Although a variety of marketed tests exist that claim to screen for and detect ovarian cancer, no current screening tests have effectively demonstrated high sensitivity without a large number of inaccurate results.

Women and their physicians may be misled by false claims and rely on inaccurate data to make treatment decisions, according to the FDA.

“For example, some women may receive test results that suggest ovarian cancer even though no cancer is present (a false-positive),” the safety communication said. “These women may undergo additional medical tests and/or unnecessary surgery, and may experience complications related to both. Or, test results may not show ovarian cancer even though cancer is present (a false-negative), which may lead women to delay or not seek surgery or other treatments for ovarian cancer.”

The FDA also recommended against the use of ovarian cancer screening tests for women at high risk for developing ovarian cancer. Inaccurate test results could delay effective preventive treatments for women who show no symptoms, but who are still at increased risk for developing ovarian cancer.

“For instance, these women and their doctors may not take appropriate actions to reduce their future risk if they rely on a result that shows no cancer currently present. Yet, this group of women is still at high risk for developing ovarian cancer later based on their gene mutation and/or family history,” the safety communication said.

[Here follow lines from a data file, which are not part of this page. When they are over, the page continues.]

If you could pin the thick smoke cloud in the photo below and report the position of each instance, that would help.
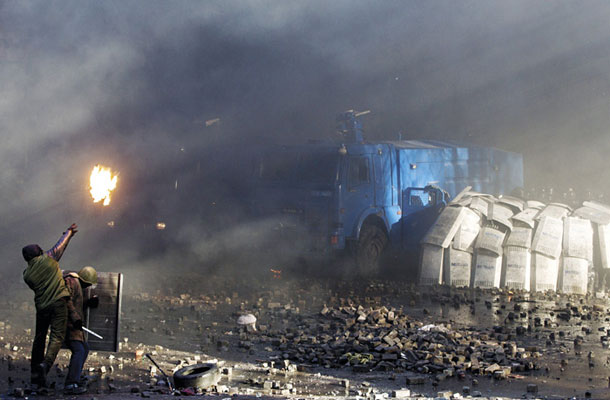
(130, 85)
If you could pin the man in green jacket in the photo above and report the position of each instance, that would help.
(45, 278)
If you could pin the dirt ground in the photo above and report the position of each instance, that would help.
(193, 319)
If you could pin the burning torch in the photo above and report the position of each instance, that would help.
(102, 182)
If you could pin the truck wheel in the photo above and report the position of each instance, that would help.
(197, 376)
(371, 244)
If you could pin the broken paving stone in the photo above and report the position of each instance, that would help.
(401, 393)
(416, 380)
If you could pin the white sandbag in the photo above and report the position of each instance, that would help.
(514, 202)
(604, 244)
(520, 236)
(458, 267)
(480, 204)
(574, 275)
(468, 231)
(535, 204)
(445, 226)
(501, 214)
(490, 239)
(517, 268)
(577, 238)
(548, 237)
(546, 271)
(527, 217)
(554, 210)
(431, 265)
(592, 214)
(487, 269)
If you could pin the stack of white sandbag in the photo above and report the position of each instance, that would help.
(487, 242)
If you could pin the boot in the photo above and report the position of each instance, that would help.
(43, 370)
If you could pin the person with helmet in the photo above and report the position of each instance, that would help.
(44, 277)
(75, 338)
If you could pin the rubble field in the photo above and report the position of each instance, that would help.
(320, 337)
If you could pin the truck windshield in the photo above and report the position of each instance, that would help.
(305, 167)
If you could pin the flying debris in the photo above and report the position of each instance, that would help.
(102, 182)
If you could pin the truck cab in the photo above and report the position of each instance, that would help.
(364, 197)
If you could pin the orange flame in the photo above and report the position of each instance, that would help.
(102, 182)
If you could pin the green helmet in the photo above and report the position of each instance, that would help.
(88, 275)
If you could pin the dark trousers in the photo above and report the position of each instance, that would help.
(80, 351)
(55, 316)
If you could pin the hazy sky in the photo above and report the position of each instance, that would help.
(131, 83)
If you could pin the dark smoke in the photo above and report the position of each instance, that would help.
(130, 84)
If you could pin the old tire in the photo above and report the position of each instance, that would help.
(373, 241)
(197, 376)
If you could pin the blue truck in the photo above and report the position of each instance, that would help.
(368, 197)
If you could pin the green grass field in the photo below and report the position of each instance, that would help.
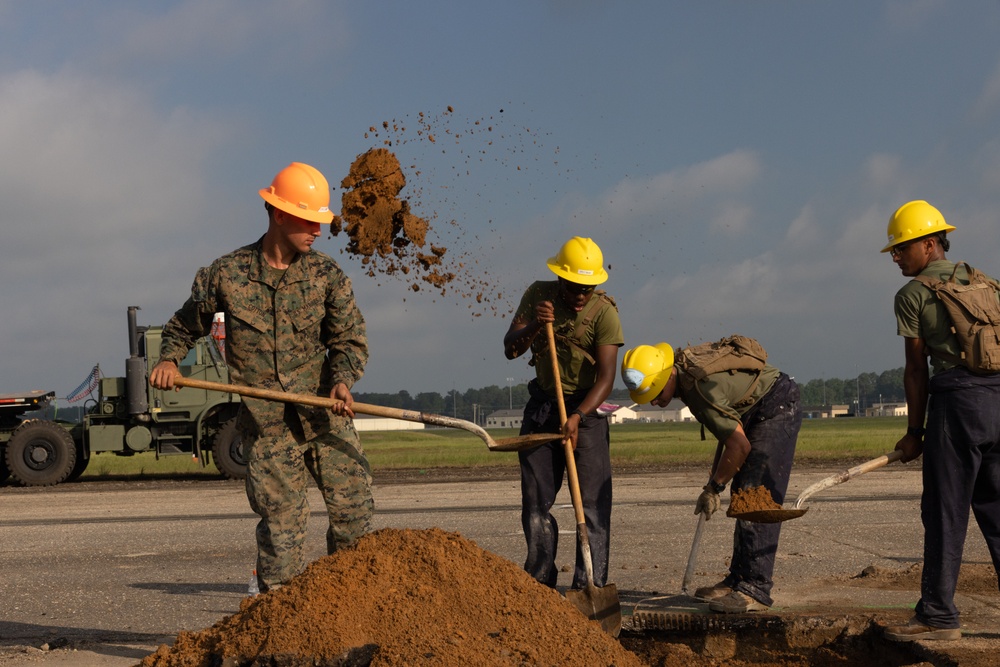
(829, 440)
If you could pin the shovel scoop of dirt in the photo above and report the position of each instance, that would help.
(757, 505)
(403, 597)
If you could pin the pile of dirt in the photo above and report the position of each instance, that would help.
(979, 578)
(404, 597)
(751, 500)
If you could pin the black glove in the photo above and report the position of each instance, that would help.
(708, 502)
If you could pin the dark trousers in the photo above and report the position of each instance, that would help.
(961, 470)
(542, 471)
(772, 428)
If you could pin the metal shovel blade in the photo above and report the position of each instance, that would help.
(519, 442)
(599, 604)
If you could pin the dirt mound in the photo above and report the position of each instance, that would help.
(405, 597)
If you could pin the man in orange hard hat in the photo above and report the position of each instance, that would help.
(291, 325)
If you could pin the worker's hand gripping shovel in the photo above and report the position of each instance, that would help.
(598, 604)
(502, 445)
(777, 515)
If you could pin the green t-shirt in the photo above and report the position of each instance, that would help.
(714, 405)
(920, 314)
(576, 372)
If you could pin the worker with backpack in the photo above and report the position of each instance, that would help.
(950, 313)
(753, 411)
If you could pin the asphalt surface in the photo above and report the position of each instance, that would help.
(98, 574)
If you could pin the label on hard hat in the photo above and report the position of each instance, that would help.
(633, 378)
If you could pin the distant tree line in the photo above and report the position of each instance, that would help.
(865, 390)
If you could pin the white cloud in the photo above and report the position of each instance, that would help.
(273, 35)
(104, 198)
(988, 103)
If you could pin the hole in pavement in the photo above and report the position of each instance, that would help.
(770, 641)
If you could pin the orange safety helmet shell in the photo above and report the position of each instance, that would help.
(580, 261)
(914, 220)
(646, 370)
(302, 191)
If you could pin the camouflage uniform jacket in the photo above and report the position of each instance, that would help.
(302, 334)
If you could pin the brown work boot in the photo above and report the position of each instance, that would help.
(709, 593)
(915, 630)
(736, 603)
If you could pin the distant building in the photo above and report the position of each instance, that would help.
(675, 411)
(371, 423)
(887, 410)
(825, 412)
(618, 414)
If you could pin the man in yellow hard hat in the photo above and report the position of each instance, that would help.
(961, 439)
(291, 325)
(755, 415)
(588, 334)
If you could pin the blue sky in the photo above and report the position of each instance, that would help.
(737, 162)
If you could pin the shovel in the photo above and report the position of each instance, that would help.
(597, 604)
(693, 556)
(501, 445)
(775, 516)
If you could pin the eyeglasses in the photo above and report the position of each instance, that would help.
(897, 250)
(576, 288)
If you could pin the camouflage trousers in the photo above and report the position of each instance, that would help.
(279, 463)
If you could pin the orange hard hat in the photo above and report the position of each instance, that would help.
(302, 191)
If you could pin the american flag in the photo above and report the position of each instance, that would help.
(87, 386)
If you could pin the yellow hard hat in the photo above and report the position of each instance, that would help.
(646, 370)
(579, 261)
(302, 191)
(913, 220)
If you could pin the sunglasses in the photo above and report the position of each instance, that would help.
(575, 288)
(898, 250)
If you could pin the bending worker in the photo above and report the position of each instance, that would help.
(755, 415)
(291, 325)
(588, 334)
(961, 440)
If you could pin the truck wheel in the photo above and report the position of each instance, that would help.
(227, 452)
(40, 453)
(81, 465)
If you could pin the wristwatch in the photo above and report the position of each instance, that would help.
(715, 486)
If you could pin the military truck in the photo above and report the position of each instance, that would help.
(127, 417)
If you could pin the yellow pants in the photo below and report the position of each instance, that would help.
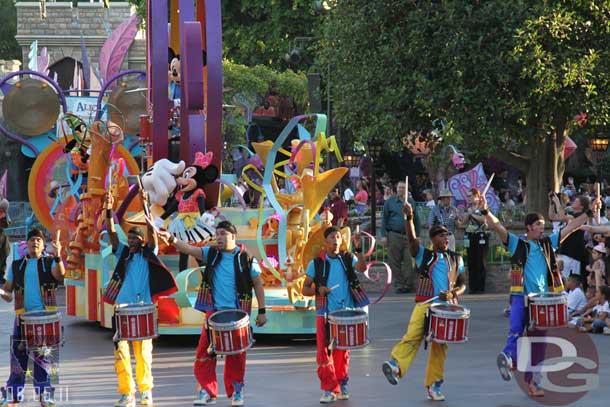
(142, 351)
(404, 352)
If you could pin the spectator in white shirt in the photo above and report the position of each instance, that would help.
(577, 301)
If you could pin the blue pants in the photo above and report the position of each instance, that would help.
(518, 322)
(19, 365)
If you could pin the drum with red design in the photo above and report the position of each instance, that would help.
(41, 328)
(230, 331)
(548, 310)
(448, 323)
(135, 322)
(349, 329)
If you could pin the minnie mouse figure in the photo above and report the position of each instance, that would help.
(189, 201)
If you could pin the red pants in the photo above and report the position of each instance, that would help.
(332, 367)
(205, 366)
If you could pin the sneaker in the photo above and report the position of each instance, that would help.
(238, 394)
(146, 398)
(534, 389)
(126, 400)
(204, 399)
(328, 397)
(47, 402)
(391, 370)
(434, 392)
(344, 394)
(505, 365)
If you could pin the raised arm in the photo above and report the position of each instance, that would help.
(182, 247)
(493, 222)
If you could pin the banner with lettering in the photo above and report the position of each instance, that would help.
(459, 185)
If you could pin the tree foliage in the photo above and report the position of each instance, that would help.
(9, 49)
(508, 76)
(261, 32)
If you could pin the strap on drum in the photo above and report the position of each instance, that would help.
(427, 328)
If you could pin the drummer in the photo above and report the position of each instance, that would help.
(539, 275)
(331, 278)
(440, 275)
(29, 277)
(226, 284)
(139, 276)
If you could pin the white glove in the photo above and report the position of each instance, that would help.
(208, 219)
(159, 223)
(160, 180)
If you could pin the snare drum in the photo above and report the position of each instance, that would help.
(448, 323)
(349, 329)
(231, 332)
(548, 310)
(135, 322)
(41, 328)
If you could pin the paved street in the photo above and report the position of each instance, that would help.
(282, 372)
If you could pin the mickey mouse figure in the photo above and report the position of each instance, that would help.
(189, 201)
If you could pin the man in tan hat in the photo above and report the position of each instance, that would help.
(445, 214)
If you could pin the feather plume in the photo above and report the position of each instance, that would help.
(85, 60)
(43, 61)
(115, 48)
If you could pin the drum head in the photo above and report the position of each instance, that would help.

The FDA recommended all women:

  • be aware that there is currently no safe and effective ovarian cancer screening test;
  • not rely on ovarian cancer screening test results to make health or treatment decisions; and
  • talk to their physician about ways to reduce the risk for developing ovarian cancer, particularly in patients with a family history of ovarian cancer, or those with BRCA1 or BRCA2 genetic mutations.

In addition, the FDA suggested physicians avoid recommending or using ovarian cancer screening tests in the general population of women and to consider referring women at high risk for developing ovarian cancer to a genetic counselor or gynecologic oncologist, or other appropriate health care providers for more specialized care.